Continuing a series of events following the electrocution of a Florida child, legislation has been introduced in that state to require the installation of low-voltage lights in residential pools.

The companion bills, House Bill 795 and Senate Bill 926, also would impose new policies regarding electrical inspections.

This is the latest development since 7-year-old Calder Sloan was electrocuted in his family’s Miami-area pool in April 2014. Since then his father, Chris Sloan, has campaigned to ban 120-volt pool lights. Last fall, Miami-Dade and Broward counties enacted codes requiring low-voltage lights on new installations.

Representatives from the Florida Swimming Pool Association and the Association of Pool & Spa Professionals back Sloan’s push for the safest pools possible.

“Safety is our No. 1 priority,” said Jennifer Hatfield, FSPA’s government relations consultant and APSP director of government affairs. “We don’t have an official position on the bills, but the intent is good.”

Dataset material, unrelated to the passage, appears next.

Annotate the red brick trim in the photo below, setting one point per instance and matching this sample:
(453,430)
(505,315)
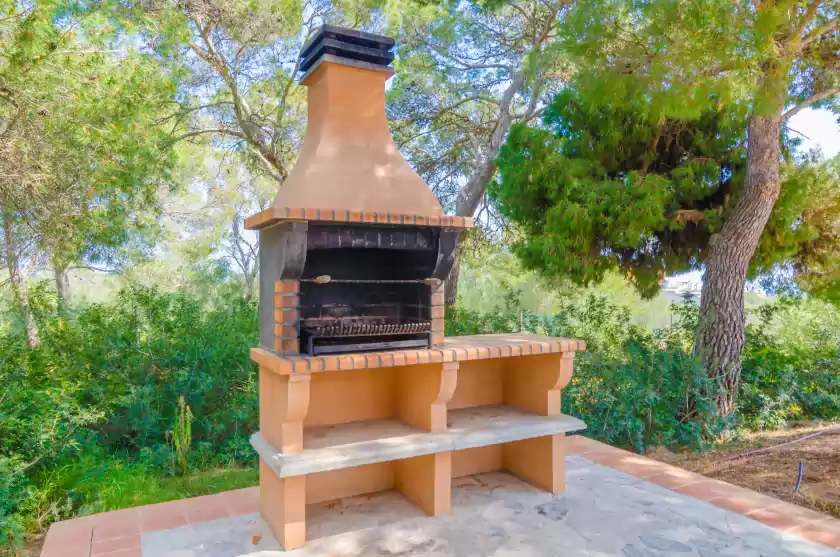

Florida professionals agree change is needed, but some have expressed concern regarding the current bills and their language.

The state has required low-voltage lighting on commercial pools for several years. If the bills pass, county health departments would have to inspect commercial pools with lights every five years. Additionally, those selling homes with pools would have to present a disclosure statement about the potential hazards of high-voltage pool lights. Perhaps the most contentious language of the bills would prohibit the installation of underwater lights greater than 15 volts in new or existing residential or public swimming pools.

Some have reservations about certain parts of the bills. Inspecting all Florida commercial pools with lights is a tall order and could put a major strain on health department staff, one industry expert said. Currently, the pools are inspected twice a year for other issues, explained John Garner, FSPA president and owner of Pools By John Garner in Jacksonville, Fla.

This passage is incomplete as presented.